Kötülük yaşanmayınca iyiliğin değeri bilinmiyor. Bu mantıkla düşündüğümüzde, yaşanılanları anlamamız mümkündür.
Birey veya toplum olarak, rahat bir atmosferde olduğumuzu biliyoruz. Böyle bir atmosferde insan sevgisini yüreğimizde hissediyor, ruh ve beden sağlığımızı zinde tutup kendimize has çalışmalar yapıyoruz.
Yeni bilgiler öğrenmek için arkadaşlarla, buluşup konuşuyor ve yorum yapıyoruz. İyi niyetli hareket ediyor ve günümüzü sevgi odaklı geçiriyoruz. Bir gün içerisinde beş saat yürüdüğümüz oluyor. Bir garip yolcu değil, yolları aşındıran eleman gibi davranıyoruz.
Ta ki o gün gelene kadar. Kimi kötü haberi, kimi de kötülükten besleneceği haberi verdi.
Çin’de bir virüs çıktı. Tanıdık gelmişti ilk baştan. Kuş, sars ve domuz gribi gibi. Özellikle grip virüsüne, peşinden domuz virüsüne benzetmişlerdi. Çünkü iki üç yıl önce covit-19 diye konferanslar verilmişti.
Covit-19 salgınına tutulmuştuk. İlk önce virüsü bazıları, Van sınırında iki ay tutmuşlar ve sınırımızdan içeri koymamışlardı. Daha sonra da hocalar okuyup üflemişler ve sınırdan içeri almamışlardı. Bugün de onlara bir şey yapmıyormuş. Çünkü virüse karşı sınırları açıp içeri aldılar, diye.

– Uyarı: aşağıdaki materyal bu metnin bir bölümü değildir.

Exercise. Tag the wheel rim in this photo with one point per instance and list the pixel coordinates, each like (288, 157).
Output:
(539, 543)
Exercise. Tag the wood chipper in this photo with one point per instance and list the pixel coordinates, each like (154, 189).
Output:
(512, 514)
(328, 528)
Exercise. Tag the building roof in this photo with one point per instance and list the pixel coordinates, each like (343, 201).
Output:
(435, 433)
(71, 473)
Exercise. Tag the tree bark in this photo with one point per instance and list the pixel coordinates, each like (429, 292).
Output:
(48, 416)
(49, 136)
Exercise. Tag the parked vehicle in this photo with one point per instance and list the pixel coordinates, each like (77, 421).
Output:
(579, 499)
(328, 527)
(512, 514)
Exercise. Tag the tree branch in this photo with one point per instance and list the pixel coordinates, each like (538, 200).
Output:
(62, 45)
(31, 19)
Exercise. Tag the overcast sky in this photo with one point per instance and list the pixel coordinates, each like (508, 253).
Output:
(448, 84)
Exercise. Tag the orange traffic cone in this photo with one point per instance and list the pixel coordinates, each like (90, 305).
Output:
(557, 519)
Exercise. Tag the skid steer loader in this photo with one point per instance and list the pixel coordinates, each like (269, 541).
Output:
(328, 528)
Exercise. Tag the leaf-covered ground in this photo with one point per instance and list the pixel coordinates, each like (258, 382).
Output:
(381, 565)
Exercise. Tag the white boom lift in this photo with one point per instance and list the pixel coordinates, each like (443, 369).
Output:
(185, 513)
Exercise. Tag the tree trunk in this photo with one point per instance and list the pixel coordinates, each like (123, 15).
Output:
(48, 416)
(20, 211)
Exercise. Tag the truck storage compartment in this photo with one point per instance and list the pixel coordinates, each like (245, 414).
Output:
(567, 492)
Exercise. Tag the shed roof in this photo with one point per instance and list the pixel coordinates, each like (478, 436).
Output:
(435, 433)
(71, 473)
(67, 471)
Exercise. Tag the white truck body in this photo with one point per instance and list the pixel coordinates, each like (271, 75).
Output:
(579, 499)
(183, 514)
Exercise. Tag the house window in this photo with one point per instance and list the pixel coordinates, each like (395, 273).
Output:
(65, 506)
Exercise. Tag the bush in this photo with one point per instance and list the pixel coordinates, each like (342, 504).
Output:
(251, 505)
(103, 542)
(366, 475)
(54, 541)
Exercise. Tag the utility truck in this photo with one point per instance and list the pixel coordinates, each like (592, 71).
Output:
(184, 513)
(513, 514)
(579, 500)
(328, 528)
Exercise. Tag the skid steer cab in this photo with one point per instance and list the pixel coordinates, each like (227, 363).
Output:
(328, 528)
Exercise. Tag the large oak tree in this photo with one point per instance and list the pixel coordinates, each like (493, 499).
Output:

Buna rağmen iktidar, 01 03 2020 de camileri ve toplu yerleri kapattı.
İnsanımız inanmadı ve umreye gitti. Milyonlar virüsü kaptı ve Ülkeye bulaştırdılar. Fakat kendileri inanmıyordu. Karantinadan kaçıp evlerine gidenler onları ziyaret edenler yakalanıp bir yerleri boyladılar.
Samimi davranan ve işin bilincinde olan halk kendini korumaya çalıştı. Fakat bilim kurulu ne yapsın yayılmayı önleyemedi.
Covit-19 elçileri bilim adamının dediklerini yapmayanları, alıp götürdü. Kimseye acımadı. Bilim adamlarına rağmen bildikleri gibi hareket edenleri, toplantı, nişan, düğün ve kongre yapanlar boylarının ölçüsünü aldı.
Covit-19 adına yeni karakter kazananlar saldırdı. Saldırılar etkili oldu. Genci ve yaşlısı tanımadı. Herkese virüsü bulaştırdı. Böylece “Evde kal” çağrısına uyduk. Belki virüsü alt edebiliriz.
Bulaşma hızı artığı için ağır bedeller ödemeye başladık. Belki daha da ödeyeceğiz. Kimse bir şey bilmiyor.